So as we mentioned in our Dress Challenge post we have agreed to design and make two outfits for our friend to wear to a wedding. The first one that we tackled was the Jodi Bohra. This outfit appears to go by many different names, depending I presume on the different origins and slight different variations of the outfit.
The outfit we are making is comprised of:
- A lehenga – which is a long pleated skirt
- A choli or kurti – a tight fit blouse with short sleeves
- A Dupatta – a long scarf which is usually worn to cover the head and shoulders.
There seem to be so many different variations on colours, patterns, styles that it is pretty much a case of anything will work.
The colour scheme which we are working with for this is orange and purple, with gold as a highlight colour.
- The skirts main colour will be orange, with purple and gold trims.
- The bodice blouse will be plain orange as this will be covered most of the time by the scarf, so it will simply match the fabric of the skirt.
- The scarf will be orange with an overlay of purple. So the main colour appears purple, but the orange will come through from underneath.
The skirt and blouse will be from a fairly light polycotton fabric.
The scarf will be a chiffon layer with lace on top.
Trims will be satin ribbons, lace and crocheted appliques.
We started by getting some samples from tiaknight fabrics, these included chiffon, a variety of lace fabrics and some trims.
From these samples the lace that we selected was the scalloped floral lace, for the trims the peacock purple trim and the paisley trim, and the skirt fabric will be the orange polycotton.
The scarf will be made from a layer of orange chiffon and purple lace over the top.
The layers were laid out and safety pinned together as the pins are quite prone to falling out. Then the layers were french seamed together so that the raw edges were enclosed. A small section of the scarf was left un-stitched to allow the scarf to be turned out. Once turned out the scarf was top-stitched to close it.
This will require some form of stitching to hold the layers together. The crocheted mirrors will be stitched in the centre of the lace flowers in various positions across the scarf to hold it together and add embellishment.
But even without any embellishment it looks pretty good as a headscarf.
For the skirt design it will be pleated across the top on the front and the back, with a ribbon through the waistband to allow it to be tightened.
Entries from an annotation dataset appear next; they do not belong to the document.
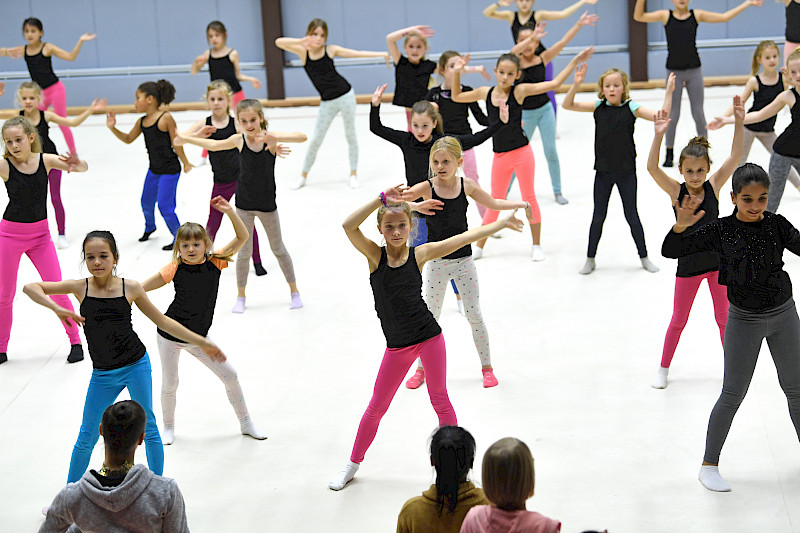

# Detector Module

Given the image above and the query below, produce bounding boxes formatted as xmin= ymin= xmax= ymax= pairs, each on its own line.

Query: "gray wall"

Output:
xmin=0 ymin=0 xmax=784 ymax=108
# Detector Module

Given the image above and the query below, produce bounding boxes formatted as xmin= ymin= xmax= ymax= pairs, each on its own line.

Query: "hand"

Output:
xmin=372 ymin=83 xmax=388 ymax=107
xmin=211 ymin=196 xmax=233 ymax=215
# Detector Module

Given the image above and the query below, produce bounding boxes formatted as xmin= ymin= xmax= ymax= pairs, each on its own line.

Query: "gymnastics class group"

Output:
xmin=0 ymin=0 xmax=800 ymax=532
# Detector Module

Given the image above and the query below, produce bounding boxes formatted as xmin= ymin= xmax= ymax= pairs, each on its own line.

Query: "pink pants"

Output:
xmin=661 ymin=270 xmax=728 ymax=368
xmin=483 ymin=144 xmax=542 ymax=225
xmin=350 ymin=333 xmax=457 ymax=463
xmin=39 ymin=81 xmax=78 ymax=154
xmin=0 ymin=219 xmax=81 ymax=353
xmin=200 ymin=91 xmax=245 ymax=159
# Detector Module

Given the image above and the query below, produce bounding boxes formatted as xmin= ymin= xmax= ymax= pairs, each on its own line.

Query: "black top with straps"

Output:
xmin=3 ymin=155 xmax=47 ymax=224
xmin=392 ymin=56 xmax=436 ymax=107
xmin=772 ymin=87 xmax=800 ymax=157
xmin=303 ymin=46 xmax=351 ymax=101
xmin=744 ymin=72 xmax=783 ymax=131
xmin=208 ymin=50 xmax=242 ymax=93
xmin=144 ymin=113 xmax=181 ymax=174
xmin=426 ymin=178 xmax=472 ymax=259
xmin=206 ymin=116 xmax=239 ymax=183
xmin=80 ymin=278 xmax=147 ymax=370
xmin=672 ymin=180 xmax=719 ymax=278
xmin=664 ymin=9 xmax=700 ymax=70
xmin=486 ymin=86 xmax=528 ymax=153
xmin=236 ymin=133 xmax=278 ymax=213
xmin=369 ymin=247 xmax=442 ymax=348
xmin=24 ymin=43 xmax=58 ymax=89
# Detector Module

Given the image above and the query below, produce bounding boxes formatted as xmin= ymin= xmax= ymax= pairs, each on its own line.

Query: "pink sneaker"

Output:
xmin=406 ymin=368 xmax=424 ymax=389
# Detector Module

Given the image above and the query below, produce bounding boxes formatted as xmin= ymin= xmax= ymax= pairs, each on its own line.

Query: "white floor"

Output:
xmin=0 ymin=87 xmax=800 ymax=533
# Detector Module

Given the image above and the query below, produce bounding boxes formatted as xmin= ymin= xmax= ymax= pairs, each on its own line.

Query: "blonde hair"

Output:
xmin=203 ymin=80 xmax=233 ymax=115
xmin=236 ymin=98 xmax=269 ymax=130
xmin=750 ymin=41 xmax=781 ymax=76
xmin=172 ymin=222 xmax=233 ymax=263
xmin=597 ymin=67 xmax=631 ymax=102
xmin=0 ymin=115 xmax=42 ymax=157
xmin=428 ymin=135 xmax=462 ymax=176
xmin=481 ymin=437 xmax=536 ymax=511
On the bottom of the skirt it will have a wide purple trim, purple lace to tie in with the scarf and the narrow purple trim. Above the trims it will have crocheted mirrored circles attached to the skirt.
The skirt base was constructed in polycotton with 6 pleats on the front and back panels of the skirt. These were pressed in with an iron once pinned in place.
The skirt was sewn across the top of the pleats to hold the pleats in place.
The front and back panels were then stitched together along one side of the skirt, except from at the bottom, as they would have to be unstitched to allow the trims to be be sewn in to the side seam.
Then a waistband was stitched across the top of the two pleated sections of the skirt. This will be folded over twice to create a channel for the ribbon to go in and it will be topstitched underneath the waistband fold.
The wide trim was stitched to the bottom of the the skirt panels so it could be turned up and topstitched onto the skirt panels. Then a strip of the lace from the scarf material was stitched above this. Above the lace material the thin ribbon was stitched. Creating approximately 20cm of trim on the bottom of the skirt.
Above this edge trim will be the crocheted mirrors. I laid these out on the table in position and then placed pins in as markers to indicate where to hand stitch them on.
Once these are stitched on the sides of the skirt need to be stitched up the sides and finish off the channel for the ribbon, then the skirt will be complete.
Definitely a decent portion of the outfit is completed. The blouse has not been started but hopefully that should be a fairly straightforward task once I have worked out the pattern that is going to be used.